Gestational diabetes’ effect on the baby has been known to play a role in shaping the outcome of the child. The developing child is affected by the exposure to sugar in the womb and this can have a bearing on the risk of autism and other neurodevelopmental disorders.
Gestational diabetes’ effect on the baby is made worse when the mother feels heavy or tired owing to high blood sugar. These are some of the health effects of gestational diabetes.
What is Gestational Diabetes?
Gestational diabetes is a condition that affects pregnant women. It happens when your body doesn’t respond to insulin properly during pregnancy. When you have gestational diabetes, your body can’t make enough insulin or use it properly. This causes you to have high blood sugar levels. Having high blood sugar can be harmful to you and your baby. If you have gestational diabetes, especially early in pregnancy, you’re more likely to develop type 2 diabetes later in life.
Hormonal changes during pregnancy cause your body to make more insulin than usual. This can lead to gestational diabetes if it’s not controlled through diet, exercise, and medication (if needed).
How does Gestational Diabetes affect the baby?
Gestational diabetes can affect your baby’s health in several ways:
Your baby may be born larger than average (macrosomia). This increases the risk of birth injury and complications during delivery.
Your baby may have low blood sugar (hypoglycemia) after birth, which can cause jitteriness, irritability, and poor feeding.
Your baby may have a higher risk of developing type 2 diabetes later in life.
How does Gestational Diabetes affect mother and baby?
Gestational diabetes (GD) is a condition that develops during pregnancy. It causes high blood sugar levels and can affect the health of you and your baby.
The effects of gestational diabetes on the mother depend on how well the condition is controlled.
The main problems associated with gestational diabetes are:
Excessive weight gain during pregnancy can lead to health problems including high blood pressure, swelling (edema), and aches and pains.
Increased risk of miscarriage and stillbirth.
Difficulty in losing weight after birth may increase the risk of developing type 2 diabetes later in life.
Is Gestational Diabetes considered high-risk pregnancy?
The answer is yes. Gestational diabetes is considered a high-risk pregnancy.
Gestational diabetes generally develops during the second half of pregnancy, according to the Mayo Clinic. It occurs when the body has trouble using insulin and blood sugar levels rise too high. If blood sugar rises too high, it can cause problems for both mom and baby.
Here are some things you should know about gestational diabetes:
It’s not always easy to detect and diagnose. If you have symptoms of gestational diabetes — such as excessive thirst, frequent urination, and unexplained weight loss — talk to your doctor right away. Gestational diabetes is easier to treat if it’s discovered early on in your pregnancy because treatment can reduce complications for both mom and baby later on down the road.
If you have gestational diabetes, there’s a greater risk of having a large baby or giving birth prematurely (before 37 weeks).
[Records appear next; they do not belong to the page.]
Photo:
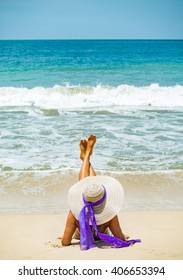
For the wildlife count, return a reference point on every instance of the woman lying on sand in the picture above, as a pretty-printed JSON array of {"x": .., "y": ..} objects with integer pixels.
[{"x": 94, "y": 203}]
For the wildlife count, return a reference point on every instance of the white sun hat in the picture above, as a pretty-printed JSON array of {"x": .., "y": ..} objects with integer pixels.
[{"x": 92, "y": 188}]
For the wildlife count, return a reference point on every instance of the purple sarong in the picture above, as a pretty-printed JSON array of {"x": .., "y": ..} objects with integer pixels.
[{"x": 86, "y": 236}]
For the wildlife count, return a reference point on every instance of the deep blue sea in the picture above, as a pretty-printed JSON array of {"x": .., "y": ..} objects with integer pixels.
[{"x": 55, "y": 92}]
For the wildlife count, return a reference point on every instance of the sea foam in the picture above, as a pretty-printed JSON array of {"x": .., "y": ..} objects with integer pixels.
[{"x": 75, "y": 97}]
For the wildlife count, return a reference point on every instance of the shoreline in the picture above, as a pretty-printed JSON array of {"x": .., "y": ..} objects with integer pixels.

Having certain complications during labor is also more likely with gestational diabetes, including an inability to push effectively during your delivery (uterine inertia) and excessive bleeding after birth (postpartum hemorrhage).
Do you need bed rest for Gestational Diabetes?
The answer is not really. Most women do not need bed rest for gestational diabetes, but it can be helpful for some.
The reason you are being advised to stay in bed is that elevated blood sugars can cause problems for your baby. High blood sugar levels can lead to a condition called hyperglycemia (high blood sugar). This can cause problems for both mother and baby. For example, high blood sugar levels can lead to:
Convulsions (seizures). This is when your body shakes uncontrollably and you lose consciousness. Convulsions are very serious and require immediate medical care.
Kidney damage. When your kidneys don’t work correctly, they take longer than usual to remove extra glucose from your body through urination; this causes high blood sugar levels and can lead to other health problems.
Hyperosmolar coma. This is a life-threatening condition that occurs when there are too many sugar molecules in the bloodstream; it’s like having too much sugar in your coffee — it makes you feel drunk or dizzy.
Gestational Diabetes – Conclusion
In conclusion, gestational diabetes can have many side effects on the baby depending on how much sugar is in the baby’s system at birth.
Doctors are now taking pre-conception care very seriously because they know the risks to the fetus increase with each pregnancy.
A woman who is thinking about becoming pregnant should be cautious about her blood sugar levels, weight and diet before conception.
If a woman has a previous history of gestational diabetes, her doctor may suggest that she takes insulin upon conception or as soon as she misses her period.
The frequency of blood glucose testing will depend upon the type of diabetes as well.